The agency said in a federal notice it will convene its panel of psychiatric drug experts to discuss the pill's risks and how to best manage them.
Since 2009 Chantix has carried the government's strongest safety warning -- a "black box" label -- because of links to hostility, agitation, depression and suicidal thoughts. The warning was added after the FDA received dozens of reports of suicide and hundreds of reports of suicidal behavior among patients taking the smoking-cessation drug.
At that time, the FDA also required Pfizer to conduct additional studies to determine the extent of the side effects.
A spokeswoman for Pfizer said Friday that the company recently submitted new data to the FDA designed to establish the drug's safety compared with placebo and other anti-smoking therapies.

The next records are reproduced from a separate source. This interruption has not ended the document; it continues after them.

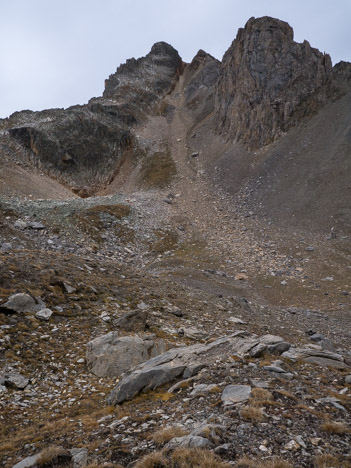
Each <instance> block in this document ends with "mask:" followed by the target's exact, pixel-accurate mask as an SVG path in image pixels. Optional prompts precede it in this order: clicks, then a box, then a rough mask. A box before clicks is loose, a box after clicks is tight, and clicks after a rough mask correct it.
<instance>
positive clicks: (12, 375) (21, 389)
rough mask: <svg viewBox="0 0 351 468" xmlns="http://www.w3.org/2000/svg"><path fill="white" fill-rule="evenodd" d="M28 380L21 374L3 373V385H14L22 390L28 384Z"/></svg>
mask: <svg viewBox="0 0 351 468" xmlns="http://www.w3.org/2000/svg"><path fill="white" fill-rule="evenodd" d="M28 383H29V380H28V379H27V378H26V377H23V375H20V374H16V373H12V372H11V373H8V374H5V385H8V386H9V387H14V388H17V389H19V390H23V389H24V388H26V386H27V385H28Z"/></svg>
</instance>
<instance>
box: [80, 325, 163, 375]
mask: <svg viewBox="0 0 351 468" xmlns="http://www.w3.org/2000/svg"><path fill="white" fill-rule="evenodd" d="M164 350H165V347H164V343H163V341H162V340H157V341H155V340H154V339H151V337H150V338H149V337H145V338H144V339H143V338H140V337H138V336H123V337H119V336H118V333H117V332H110V333H108V334H107V335H103V336H99V337H98V338H95V339H94V340H92V341H90V342H89V343H88V344H87V351H86V362H87V366H88V368H89V370H90V371H91V372H92V373H93V374H95V375H98V376H99V377H118V376H120V375H121V374H123V372H126V371H127V370H129V369H130V368H132V367H134V366H136V365H138V364H140V363H142V362H144V361H147V360H148V359H150V358H151V357H153V356H157V355H158V354H160V353H162V352H163V351H164Z"/></svg>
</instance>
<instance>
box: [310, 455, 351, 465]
mask: <svg viewBox="0 0 351 468" xmlns="http://www.w3.org/2000/svg"><path fill="white" fill-rule="evenodd" d="M313 467H314V468H351V463H350V462H349V461H343V460H341V459H340V457H338V456H334V455H329V454H324V455H318V456H316V457H314V458H313Z"/></svg>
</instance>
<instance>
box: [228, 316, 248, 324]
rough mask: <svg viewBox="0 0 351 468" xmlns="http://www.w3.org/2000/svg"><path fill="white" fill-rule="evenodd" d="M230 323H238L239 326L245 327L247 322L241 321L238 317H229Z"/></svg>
mask: <svg viewBox="0 0 351 468" xmlns="http://www.w3.org/2000/svg"><path fill="white" fill-rule="evenodd" d="M228 320H229V322H232V323H236V324H238V325H245V324H246V322H244V320H241V319H239V318H238V317H229V319H228Z"/></svg>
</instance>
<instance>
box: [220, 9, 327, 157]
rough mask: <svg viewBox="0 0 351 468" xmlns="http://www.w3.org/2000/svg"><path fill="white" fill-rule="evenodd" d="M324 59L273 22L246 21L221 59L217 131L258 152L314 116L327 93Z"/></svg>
mask: <svg viewBox="0 0 351 468" xmlns="http://www.w3.org/2000/svg"><path fill="white" fill-rule="evenodd" d="M332 78H333V71H332V64H331V60H330V57H329V55H327V54H322V53H321V52H319V51H318V50H317V49H313V48H312V47H311V46H310V45H309V43H308V42H307V41H304V42H303V43H302V44H298V43H296V42H294V40H293V30H292V28H291V27H290V26H289V25H288V24H287V23H285V22H283V21H279V20H276V19H274V18H269V17H263V18H258V19H255V18H251V19H250V20H249V21H248V22H247V24H246V26H245V28H244V29H239V31H238V35H237V37H236V39H235V40H234V42H233V43H232V45H231V47H230V48H229V49H228V50H227V52H226V53H225V55H224V57H223V62H222V66H221V71H220V79H219V83H218V89H217V96H216V110H217V113H216V129H217V131H218V132H220V133H222V134H223V135H225V136H226V137H227V138H229V139H234V140H237V141H242V142H243V143H244V144H245V146H246V147H248V148H257V147H260V146H263V145H266V144H267V143H270V142H271V141H273V140H275V139H276V138H278V137H279V136H280V135H281V134H282V133H283V132H286V131H287V130H288V129H289V128H290V127H291V126H293V125H296V124H297V123H298V122H299V121H300V120H301V119H302V118H303V117H305V116H307V115H311V114H313V113H314V112H315V111H316V110H318V109H319V108H320V106H321V105H323V103H325V101H326V99H327V97H328V95H330V93H331V89H330V88H331V82H332Z"/></svg>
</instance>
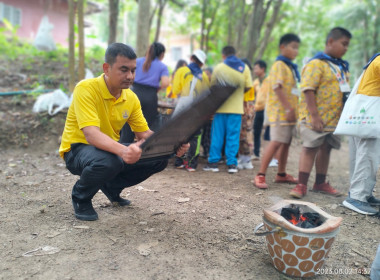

"Pfizer has proposed an update to the Chantix labeling based on these new data, which, we believe, would better reflect the product's safety profile as it pertains to neuropsychiatric symptoms," said Victoria Davis, in a statement.
The New York drugmaker's FDA submission includes data pooled from multiple Pfizer studies along with studies conducted by the U.S. Department of Defense and the Department of Veterans Affairs. The two federally-funded studies, released in 2011, did not show an increased rate of psychiatric hospitalizations among more than 26,000 Chantix patients when compared with patients using nicotine patches and other smoking cessation treatments. The studies only recorded psychiatric problems that resulted in hospitalization, meaning many issues likely went unreported, according to the authors.
Chantix works by binding to the same spots in the brain that are activated by nicotine when people smoke. The drug, known chemically as varenicline, blocks nicotine from binding to those spots and causes the release of a "feel-good" brain chemical called dopamine.
The FDA first began investigating potential side effects with Chantix in 2007, the year after the twice-a-day pill hit the market.
The drug's labeling tells patients to stop taking Chantix immediately if they experience agitation, depressed mood, suicidal thinking and other behavioral changes. Doctors are advised to weigh the drug's risks against its potential benefits in helping patients quit smoking.
Chantix had global sales of $648 million last year. That was down about 26 percent from the drug's peak sales of $883 million in 2007, its first full year on the market.
Shares of Pfizer Inc. rose 4 cents to close at $30.75 in trading.